C'est un peu tôt, mais il est tentant, après une semaine chaotique, de faire le point sur l'état de la Présidence américaine. Voici comment j'analyse la situation ce dimanche midi:

a. Indubitablement, Trump s'est effondré. Il a beau prétendre que non, il est clair qu'il a accepté un «deal» qui est nettement moins bon que celui qu'on lui offrait en décembre avant le «shutdown» et qu'il a rejeté (ne l'oublions pas) sous la seule pression d'une minorité d'extrême-droite et contre l'avis de ses alliés parlementaires.
b. La journée de jeudi a montré à quel point ses appuis au Congrès ont commencé à s'effriter.

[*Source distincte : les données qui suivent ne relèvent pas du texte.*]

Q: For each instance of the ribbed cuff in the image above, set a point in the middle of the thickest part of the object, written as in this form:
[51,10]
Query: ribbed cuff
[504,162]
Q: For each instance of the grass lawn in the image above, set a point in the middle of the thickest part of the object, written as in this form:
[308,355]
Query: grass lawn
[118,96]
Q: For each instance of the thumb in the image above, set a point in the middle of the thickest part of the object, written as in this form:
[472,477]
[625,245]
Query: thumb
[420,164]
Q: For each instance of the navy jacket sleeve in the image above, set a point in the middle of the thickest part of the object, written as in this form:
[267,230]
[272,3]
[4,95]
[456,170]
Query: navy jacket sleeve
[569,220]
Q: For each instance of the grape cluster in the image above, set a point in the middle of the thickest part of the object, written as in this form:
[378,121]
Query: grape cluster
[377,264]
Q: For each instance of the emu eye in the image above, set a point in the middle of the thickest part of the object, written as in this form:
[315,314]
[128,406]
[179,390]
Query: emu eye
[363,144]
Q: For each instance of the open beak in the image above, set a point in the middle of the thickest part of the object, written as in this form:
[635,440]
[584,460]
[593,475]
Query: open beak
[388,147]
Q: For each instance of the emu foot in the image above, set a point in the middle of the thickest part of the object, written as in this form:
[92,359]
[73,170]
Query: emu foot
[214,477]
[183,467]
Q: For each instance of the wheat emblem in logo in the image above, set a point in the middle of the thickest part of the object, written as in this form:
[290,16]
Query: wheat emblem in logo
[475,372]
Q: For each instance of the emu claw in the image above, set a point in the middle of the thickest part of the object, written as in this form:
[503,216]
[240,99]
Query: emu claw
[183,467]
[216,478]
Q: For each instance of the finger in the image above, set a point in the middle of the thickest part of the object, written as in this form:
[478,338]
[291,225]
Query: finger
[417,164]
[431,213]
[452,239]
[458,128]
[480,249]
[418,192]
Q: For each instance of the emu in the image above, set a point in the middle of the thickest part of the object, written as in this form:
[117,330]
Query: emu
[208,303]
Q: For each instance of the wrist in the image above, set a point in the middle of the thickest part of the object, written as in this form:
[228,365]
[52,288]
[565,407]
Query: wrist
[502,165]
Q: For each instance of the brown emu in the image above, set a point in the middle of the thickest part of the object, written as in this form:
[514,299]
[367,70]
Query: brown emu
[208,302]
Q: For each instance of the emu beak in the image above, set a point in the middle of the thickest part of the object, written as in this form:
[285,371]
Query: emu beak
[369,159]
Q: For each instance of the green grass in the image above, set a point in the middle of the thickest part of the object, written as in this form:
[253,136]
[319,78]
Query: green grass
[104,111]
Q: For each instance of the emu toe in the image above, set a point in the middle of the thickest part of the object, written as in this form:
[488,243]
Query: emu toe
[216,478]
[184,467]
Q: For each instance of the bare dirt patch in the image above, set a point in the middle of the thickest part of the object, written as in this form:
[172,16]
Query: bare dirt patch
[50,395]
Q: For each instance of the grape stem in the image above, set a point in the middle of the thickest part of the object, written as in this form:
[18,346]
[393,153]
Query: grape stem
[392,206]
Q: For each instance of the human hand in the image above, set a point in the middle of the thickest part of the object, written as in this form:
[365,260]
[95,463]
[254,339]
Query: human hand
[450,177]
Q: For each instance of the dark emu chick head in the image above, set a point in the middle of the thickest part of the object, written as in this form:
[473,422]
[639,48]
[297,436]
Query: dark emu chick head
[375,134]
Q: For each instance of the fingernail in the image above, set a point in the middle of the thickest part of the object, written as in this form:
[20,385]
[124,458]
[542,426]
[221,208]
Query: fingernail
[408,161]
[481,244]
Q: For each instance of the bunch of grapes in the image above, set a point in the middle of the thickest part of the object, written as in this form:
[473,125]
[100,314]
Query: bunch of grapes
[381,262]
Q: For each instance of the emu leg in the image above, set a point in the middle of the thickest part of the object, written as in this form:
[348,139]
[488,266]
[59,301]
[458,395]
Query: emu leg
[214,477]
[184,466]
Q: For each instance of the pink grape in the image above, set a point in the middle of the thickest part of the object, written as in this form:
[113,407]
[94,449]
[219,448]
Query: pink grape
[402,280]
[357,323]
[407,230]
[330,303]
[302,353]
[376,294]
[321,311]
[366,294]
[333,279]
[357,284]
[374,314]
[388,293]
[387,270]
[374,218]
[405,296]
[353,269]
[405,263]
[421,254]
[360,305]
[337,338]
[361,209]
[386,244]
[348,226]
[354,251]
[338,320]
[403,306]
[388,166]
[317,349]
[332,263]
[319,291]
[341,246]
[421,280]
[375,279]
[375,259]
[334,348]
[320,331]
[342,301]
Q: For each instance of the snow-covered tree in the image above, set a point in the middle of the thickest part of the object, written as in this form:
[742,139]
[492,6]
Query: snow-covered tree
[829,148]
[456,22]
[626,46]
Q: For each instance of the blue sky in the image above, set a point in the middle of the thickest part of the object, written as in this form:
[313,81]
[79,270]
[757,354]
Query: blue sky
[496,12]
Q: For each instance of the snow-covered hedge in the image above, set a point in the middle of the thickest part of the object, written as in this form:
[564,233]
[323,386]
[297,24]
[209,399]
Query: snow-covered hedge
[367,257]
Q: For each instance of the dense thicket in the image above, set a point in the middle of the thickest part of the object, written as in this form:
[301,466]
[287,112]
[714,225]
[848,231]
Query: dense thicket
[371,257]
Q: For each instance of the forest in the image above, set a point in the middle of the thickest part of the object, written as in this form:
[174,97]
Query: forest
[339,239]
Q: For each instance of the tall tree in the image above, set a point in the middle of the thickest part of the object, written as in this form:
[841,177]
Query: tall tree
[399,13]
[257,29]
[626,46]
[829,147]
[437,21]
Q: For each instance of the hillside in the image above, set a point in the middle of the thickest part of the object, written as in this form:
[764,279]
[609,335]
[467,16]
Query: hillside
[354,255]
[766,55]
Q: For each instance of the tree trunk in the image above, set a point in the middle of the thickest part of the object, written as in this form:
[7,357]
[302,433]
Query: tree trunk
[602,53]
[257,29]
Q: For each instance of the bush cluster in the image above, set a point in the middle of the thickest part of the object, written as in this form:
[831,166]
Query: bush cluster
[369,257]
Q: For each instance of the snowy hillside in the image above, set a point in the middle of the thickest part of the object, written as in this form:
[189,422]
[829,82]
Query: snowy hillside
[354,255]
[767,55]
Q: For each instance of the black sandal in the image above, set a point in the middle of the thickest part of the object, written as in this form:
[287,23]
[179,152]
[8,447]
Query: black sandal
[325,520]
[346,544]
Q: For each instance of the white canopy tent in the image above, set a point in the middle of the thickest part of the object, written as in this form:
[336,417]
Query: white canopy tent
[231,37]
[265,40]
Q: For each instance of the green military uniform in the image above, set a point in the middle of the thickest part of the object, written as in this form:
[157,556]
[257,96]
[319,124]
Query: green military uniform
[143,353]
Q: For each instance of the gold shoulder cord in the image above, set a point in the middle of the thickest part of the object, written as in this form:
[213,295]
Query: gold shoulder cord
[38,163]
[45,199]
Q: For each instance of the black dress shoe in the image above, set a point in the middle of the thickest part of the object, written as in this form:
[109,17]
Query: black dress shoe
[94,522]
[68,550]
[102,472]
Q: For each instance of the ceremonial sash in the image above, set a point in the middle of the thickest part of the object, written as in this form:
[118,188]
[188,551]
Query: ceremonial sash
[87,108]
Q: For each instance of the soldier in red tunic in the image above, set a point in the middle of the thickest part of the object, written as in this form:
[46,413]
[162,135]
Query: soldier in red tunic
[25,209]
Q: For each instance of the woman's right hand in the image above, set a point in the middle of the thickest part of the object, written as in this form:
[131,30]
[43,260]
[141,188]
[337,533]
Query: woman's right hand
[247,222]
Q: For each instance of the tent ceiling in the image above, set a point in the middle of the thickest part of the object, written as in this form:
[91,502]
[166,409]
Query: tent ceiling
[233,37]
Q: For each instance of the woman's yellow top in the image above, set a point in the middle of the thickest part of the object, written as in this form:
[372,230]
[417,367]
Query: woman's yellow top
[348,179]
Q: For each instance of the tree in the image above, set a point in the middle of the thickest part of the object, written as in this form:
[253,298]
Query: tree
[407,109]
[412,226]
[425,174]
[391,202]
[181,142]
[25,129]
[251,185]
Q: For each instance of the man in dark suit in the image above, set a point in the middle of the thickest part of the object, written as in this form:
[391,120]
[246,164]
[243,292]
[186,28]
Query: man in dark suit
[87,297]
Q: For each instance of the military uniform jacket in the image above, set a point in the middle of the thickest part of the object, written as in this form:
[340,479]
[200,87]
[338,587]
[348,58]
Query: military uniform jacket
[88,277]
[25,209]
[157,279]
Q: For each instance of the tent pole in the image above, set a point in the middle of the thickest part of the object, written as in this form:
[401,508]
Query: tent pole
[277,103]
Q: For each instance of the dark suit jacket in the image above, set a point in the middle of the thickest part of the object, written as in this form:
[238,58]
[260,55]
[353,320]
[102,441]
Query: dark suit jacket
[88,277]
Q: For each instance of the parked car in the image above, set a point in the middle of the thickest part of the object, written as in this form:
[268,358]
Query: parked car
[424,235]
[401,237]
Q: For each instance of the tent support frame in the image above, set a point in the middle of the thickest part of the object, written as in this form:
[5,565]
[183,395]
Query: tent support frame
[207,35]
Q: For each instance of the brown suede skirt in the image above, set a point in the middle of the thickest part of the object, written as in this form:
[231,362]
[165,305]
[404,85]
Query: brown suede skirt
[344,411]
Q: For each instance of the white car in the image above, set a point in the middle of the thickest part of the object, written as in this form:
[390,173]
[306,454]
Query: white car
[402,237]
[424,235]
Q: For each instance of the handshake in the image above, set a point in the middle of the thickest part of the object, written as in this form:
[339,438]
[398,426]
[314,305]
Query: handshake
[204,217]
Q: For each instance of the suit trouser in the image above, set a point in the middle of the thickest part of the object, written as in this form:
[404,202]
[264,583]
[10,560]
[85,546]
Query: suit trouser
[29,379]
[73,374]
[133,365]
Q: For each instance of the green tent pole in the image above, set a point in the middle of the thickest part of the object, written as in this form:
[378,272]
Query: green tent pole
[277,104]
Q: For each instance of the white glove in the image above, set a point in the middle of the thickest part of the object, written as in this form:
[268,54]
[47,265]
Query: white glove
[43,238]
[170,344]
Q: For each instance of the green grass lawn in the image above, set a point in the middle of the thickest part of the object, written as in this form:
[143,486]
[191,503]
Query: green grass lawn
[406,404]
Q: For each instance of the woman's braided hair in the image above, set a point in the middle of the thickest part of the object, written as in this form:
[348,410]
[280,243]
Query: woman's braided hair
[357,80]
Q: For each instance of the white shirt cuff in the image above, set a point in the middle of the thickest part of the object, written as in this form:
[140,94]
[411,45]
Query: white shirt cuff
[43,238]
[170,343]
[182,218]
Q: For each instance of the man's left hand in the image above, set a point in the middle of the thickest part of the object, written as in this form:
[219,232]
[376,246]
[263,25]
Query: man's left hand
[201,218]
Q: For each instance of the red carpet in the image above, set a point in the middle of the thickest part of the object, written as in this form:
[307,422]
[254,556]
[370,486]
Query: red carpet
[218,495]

Les votes aussi bien à la Chambre qu'au Sénat ont été bi-partisans, oui, mais à sens unique: pour une ou deux défections chez les Démocrates, il y en a eu trois ou quatre fois plus chez les Républicains... sans compter la valse-hésitation de plusieurs autres, préoccupés de l'effet négatif de leur appui au Président sur leurs chances de réélection en 2020.
c. À l'opposé, la même journée a marqué le triomphe de la stratégie de son adversaire la plus expérimentée et la plus intraitable, Nancy Pelosi. Elle a réussi non seulement à maintenir solidement l'unité de ses troupes, mais même à en dissimuler les inévitables dissensions internes entre conservateurs, modérés et gauchistes du parti. Dans une deuxième bataille, il lui sera d'autant plus facile de faire accepter la poursuite de sa stratégie par la Chambre où elle est majoritaire et de rétablir l'unanimité du bloc Démocrate minoritaire au Sénat.
d. En-dehors du Congrès, M. Trump a clairement perdu l'appui ferme d'une partie de son propre personnel (Maison Blanche, Cabinet) et surtout de sa base de partisans de la droite dure, dont plusieurs des porte-parole l'ont carrément accusé de trahison de leur cause, les autres faisant preuve d'une fidélité de façade qui manque clairement d'enthousiasme et de conviction.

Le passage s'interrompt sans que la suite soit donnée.